Dokter yang Campur Sperma ke Makanan Istri Teman Ditetapkan Tersangka

Tim Okezone, Okezone · Senin 13 September 2021 12:36 WIB
https: img.okezone.com content 2021 09 13 512 2470481 dokter-yang-campur-sperma-ke-makanan-istri-teman-ditetapkan-tersangka-i3O3urJ9eu.jpg Kabid Humas Polda Jateng Kombes M Iqbal Alqudusy (Foto: Ist)

SEMARANG - Seorang dokter berinisial DP, harus berurusan dengan Polda Jawa Tengah setelah terpergok mencampurkan sperma ke makanan istri temannya. Saat ini, DP sudah berstatus sebagai tersangka.

"Tersangka dr DP sudah menjalani pemeriksaan di Ditkrimum Polda Jateng. Surat penyidikan dan penetapan tersangkanya sudah lengkap," ujar Kapolda Jateng melalui Kabid Humas Polda Jawa Tengah, Kombes Pol M Iqbal Alqudusy, Senin (13/9/2021) siang.

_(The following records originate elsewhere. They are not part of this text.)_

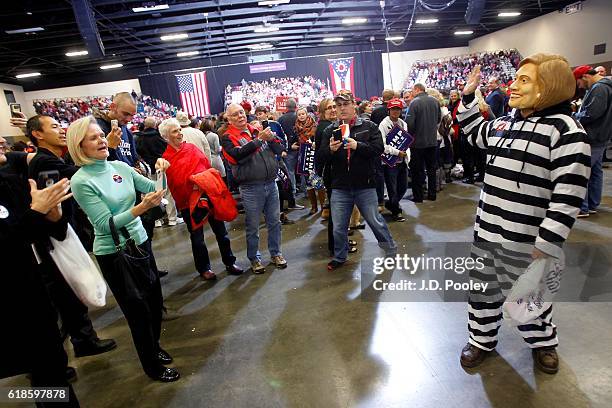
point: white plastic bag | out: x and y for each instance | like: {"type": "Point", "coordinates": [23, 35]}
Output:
{"type": "Point", "coordinates": [534, 290]}
{"type": "Point", "coordinates": [80, 272]}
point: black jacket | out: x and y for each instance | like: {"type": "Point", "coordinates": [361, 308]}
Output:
{"type": "Point", "coordinates": [360, 172]}
{"type": "Point", "coordinates": [379, 114]}
{"type": "Point", "coordinates": [150, 146]}
{"type": "Point", "coordinates": [251, 161]}
{"type": "Point", "coordinates": [287, 121]}
{"type": "Point", "coordinates": [25, 309]}
{"type": "Point", "coordinates": [595, 114]}
{"type": "Point", "coordinates": [423, 119]}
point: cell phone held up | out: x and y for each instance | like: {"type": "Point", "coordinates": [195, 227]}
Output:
{"type": "Point", "coordinates": [47, 179]}
{"type": "Point", "coordinates": [15, 110]}
{"type": "Point", "coordinates": [337, 135]}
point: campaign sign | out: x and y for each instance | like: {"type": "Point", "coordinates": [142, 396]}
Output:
{"type": "Point", "coordinates": [305, 159]}
{"type": "Point", "coordinates": [399, 139]}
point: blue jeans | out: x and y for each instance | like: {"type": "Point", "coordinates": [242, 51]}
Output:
{"type": "Point", "coordinates": [291, 162]}
{"type": "Point", "coordinates": [595, 186]}
{"type": "Point", "coordinates": [342, 202]}
{"type": "Point", "coordinates": [258, 198]}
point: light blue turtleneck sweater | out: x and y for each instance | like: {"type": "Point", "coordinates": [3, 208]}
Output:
{"type": "Point", "coordinates": [107, 189]}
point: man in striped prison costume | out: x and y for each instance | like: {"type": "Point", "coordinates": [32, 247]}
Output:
{"type": "Point", "coordinates": [537, 169]}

Baca Juga:  Polda Jateng Tinjau Kondisi Bengawan Solo yang Tercemar Limbah Industri

Menurut M Iqbal, perbuatan tidak terpuji itu dilaporkan seorang ibu rumah tangga bernama Dwi. Perempuan 31 tahun itu diketahui tinggal satu kontrakan dengan dokter DP wilayah Gajahmungkur, Semarang.

Berdasar info, suami Dewi adalah sejawat DP dalam menempuh pendidikan dokter spesialis (PPDS) di salah satu universitas di Semarang. "Kecurigaan pelapor bermula dari makanan yang sering berubah bentuk dan tudung saji di atas meja yang sering berubah posisi," ujarnya.

Karena keanehan itu, tambahnya, pelapor merekam situasi di tempat makan menggunakan iPad miliknya. Dari rekaman iPad itu diketahui saat pelapor mandi, DP tampak keluar dari kamar mandi lain dan tiba-tiba melakukan onani. Setelah klimaks, dia mencampurkan spermanya ke dalam makanan milik Dwi.

"Tersangka duduk di dekat tempat makan. Setelah itu tersangka melakukan, maaf, onani, kemudian membuka tudung saji dan mengadukkan spermanya ke dalam makanan milik pelapor. Kejadian tersebut sudah dilakukan beberapa kali," tambah Kombes M Iqbal.

Baca Juga: Dokter di Semarang Diduga Campurkan Sperma ke Makanan Istri Teman Usai Masturbasi

Diungkapkan M Iqbal, antara kamar mandi yang digunakan pelapor dan tersangka terdapat lubang kecil yang memungkinkan tersangka untuk mengintip saat pelapor mandi.

"Akibat perbuatannya itu, tersangka diancam dengan Pasal 281 Ayat (1) KUHP tentang kejahatan terhadap kesopanan," tandasnya.